Both women became pregnant, but they didn't tell the whole family until they were four months along. When friends asked Barreto about her pregnancy she immediately told them she was a surrogate -- "the oven" -- for her brother and his wife.

Hamlet and Barreto's pregnancies were parallel in every way: they would chat on the phone about feeling sick, swollen feet and which babies were breech.

And those names that all begin with the letter M was also something they did together.

"I felt like there was so much sharing in the very beginning, that I had to share back with the names," Hamlet said.

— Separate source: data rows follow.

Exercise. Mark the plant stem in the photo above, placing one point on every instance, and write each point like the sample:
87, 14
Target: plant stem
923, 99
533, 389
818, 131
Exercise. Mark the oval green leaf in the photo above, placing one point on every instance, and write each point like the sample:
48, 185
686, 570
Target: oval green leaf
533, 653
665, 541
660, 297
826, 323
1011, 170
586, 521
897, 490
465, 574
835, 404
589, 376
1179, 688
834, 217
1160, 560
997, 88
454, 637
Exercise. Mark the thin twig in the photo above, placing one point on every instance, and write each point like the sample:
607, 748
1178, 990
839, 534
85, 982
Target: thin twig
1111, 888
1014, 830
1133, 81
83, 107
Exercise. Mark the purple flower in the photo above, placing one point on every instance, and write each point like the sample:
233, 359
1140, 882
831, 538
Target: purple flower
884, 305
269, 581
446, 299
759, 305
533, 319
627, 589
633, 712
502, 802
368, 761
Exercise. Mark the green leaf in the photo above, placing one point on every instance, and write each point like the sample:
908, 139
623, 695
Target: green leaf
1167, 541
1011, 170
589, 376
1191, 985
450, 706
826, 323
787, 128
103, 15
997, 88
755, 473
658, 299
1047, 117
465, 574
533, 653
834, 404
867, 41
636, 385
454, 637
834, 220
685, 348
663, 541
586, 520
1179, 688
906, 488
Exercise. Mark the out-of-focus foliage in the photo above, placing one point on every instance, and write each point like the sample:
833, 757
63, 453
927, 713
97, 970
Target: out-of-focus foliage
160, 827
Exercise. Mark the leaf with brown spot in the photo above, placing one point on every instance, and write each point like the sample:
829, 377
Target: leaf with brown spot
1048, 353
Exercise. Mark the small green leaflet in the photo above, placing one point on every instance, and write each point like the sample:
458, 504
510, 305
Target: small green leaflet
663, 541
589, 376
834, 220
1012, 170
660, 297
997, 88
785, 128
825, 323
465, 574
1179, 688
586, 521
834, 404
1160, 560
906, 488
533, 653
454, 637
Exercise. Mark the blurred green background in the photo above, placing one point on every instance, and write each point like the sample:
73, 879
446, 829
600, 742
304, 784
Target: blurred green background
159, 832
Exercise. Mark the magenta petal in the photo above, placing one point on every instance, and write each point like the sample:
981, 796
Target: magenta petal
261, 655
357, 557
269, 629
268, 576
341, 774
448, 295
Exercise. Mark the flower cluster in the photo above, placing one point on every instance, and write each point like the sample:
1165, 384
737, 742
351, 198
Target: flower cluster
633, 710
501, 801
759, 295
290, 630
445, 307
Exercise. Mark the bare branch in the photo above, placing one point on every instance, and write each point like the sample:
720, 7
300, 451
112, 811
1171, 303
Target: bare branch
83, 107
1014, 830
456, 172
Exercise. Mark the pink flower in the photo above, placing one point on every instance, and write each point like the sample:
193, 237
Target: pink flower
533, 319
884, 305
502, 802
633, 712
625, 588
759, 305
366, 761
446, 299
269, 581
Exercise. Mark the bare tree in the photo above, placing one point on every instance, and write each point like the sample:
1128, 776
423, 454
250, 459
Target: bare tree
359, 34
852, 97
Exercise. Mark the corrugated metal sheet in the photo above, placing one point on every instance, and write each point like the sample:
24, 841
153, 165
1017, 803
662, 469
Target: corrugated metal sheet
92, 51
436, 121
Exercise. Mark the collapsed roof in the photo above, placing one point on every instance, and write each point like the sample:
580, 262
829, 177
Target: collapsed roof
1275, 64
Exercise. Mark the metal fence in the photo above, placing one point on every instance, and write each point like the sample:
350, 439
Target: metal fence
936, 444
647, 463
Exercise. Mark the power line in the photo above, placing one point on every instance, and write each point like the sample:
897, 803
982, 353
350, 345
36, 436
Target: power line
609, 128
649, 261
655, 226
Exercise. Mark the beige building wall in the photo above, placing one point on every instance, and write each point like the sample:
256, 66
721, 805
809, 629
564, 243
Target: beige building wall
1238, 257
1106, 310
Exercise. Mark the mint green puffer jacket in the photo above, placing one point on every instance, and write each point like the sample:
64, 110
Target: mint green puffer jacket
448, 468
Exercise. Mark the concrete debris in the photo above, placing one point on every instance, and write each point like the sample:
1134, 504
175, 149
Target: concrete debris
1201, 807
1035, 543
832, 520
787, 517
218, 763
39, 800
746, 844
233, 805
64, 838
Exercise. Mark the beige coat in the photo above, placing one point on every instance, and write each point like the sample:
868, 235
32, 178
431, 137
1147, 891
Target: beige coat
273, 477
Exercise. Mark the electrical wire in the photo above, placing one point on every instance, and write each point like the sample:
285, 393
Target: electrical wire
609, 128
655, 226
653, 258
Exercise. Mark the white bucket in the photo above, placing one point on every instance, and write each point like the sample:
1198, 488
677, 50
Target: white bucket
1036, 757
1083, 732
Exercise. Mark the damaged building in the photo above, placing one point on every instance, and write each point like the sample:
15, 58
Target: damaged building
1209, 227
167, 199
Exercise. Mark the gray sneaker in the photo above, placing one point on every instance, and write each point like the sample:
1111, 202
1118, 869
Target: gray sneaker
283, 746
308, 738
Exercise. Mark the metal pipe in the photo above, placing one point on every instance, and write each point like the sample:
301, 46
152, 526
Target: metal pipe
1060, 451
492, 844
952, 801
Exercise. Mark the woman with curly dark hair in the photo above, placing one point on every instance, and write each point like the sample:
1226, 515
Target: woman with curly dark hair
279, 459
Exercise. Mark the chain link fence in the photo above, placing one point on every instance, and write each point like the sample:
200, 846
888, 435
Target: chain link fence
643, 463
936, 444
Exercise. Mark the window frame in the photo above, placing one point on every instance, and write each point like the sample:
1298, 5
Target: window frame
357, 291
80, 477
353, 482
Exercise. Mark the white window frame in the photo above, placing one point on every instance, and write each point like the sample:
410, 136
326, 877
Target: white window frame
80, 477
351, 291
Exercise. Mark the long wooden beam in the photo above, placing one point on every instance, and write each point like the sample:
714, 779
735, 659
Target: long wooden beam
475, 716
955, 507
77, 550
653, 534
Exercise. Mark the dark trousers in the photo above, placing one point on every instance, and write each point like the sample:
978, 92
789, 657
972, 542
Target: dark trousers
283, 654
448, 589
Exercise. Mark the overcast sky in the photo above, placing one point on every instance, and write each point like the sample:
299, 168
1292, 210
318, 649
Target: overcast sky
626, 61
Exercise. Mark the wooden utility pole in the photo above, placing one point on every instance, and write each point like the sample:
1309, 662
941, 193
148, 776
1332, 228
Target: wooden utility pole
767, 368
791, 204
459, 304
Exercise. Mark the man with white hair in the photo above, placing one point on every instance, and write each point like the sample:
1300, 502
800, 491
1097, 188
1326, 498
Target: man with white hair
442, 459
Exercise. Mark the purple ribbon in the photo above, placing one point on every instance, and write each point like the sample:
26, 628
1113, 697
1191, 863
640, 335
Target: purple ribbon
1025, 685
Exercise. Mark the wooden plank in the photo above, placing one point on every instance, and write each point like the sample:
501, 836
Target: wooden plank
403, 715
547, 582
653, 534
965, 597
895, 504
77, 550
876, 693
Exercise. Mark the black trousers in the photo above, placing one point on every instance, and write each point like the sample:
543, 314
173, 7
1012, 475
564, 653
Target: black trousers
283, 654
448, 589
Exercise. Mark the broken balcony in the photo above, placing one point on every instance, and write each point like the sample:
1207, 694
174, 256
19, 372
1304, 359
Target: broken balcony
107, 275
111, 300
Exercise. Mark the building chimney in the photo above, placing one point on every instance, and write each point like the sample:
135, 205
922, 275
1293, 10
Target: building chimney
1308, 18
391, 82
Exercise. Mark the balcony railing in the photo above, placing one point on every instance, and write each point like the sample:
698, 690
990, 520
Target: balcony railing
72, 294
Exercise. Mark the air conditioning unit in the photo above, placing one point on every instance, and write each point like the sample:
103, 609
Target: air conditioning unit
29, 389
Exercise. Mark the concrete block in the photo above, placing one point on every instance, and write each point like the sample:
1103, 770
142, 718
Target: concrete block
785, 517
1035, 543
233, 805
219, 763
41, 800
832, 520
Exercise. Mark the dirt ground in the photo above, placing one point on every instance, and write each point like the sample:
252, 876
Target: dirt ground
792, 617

The babies, who are fraternal quadruplets, were born 10 days apart in June. Hamlet gave birth first, to Michael and Michelle. Barreto then gave birth to Madison and Marissa.

"She was in the operating room when they delivered the two that I was carrying, and she kept saying, 'Oh, I don't know how, like, I can thank you,'" Barreto said. "And I'm like, 'You know, just take care of these babies. That's all -- that's the way you should thank me."

The Hamlets are six weeks into parenthood, and loving every minute -- times four.

"I said, 'Anne Marie, you know, when they all cry, you're going to be going out of your mind,'" Barreto said. "She's like, 'You know, Marlo, what I went through, it's music to my ear, when you hear those babies cry. It's just music.' And she hasn't complained yet."

Hamlet says she looks at her children and "can't believe" how lucky she is.

"They're so beautiful," she said. "We just never gave up."

"You could see their faces light up, looking at those kids," Barreto said. "You do. I mean, they're like laughing, when their kids are crying. They're laughing at it, you know? Dream come true."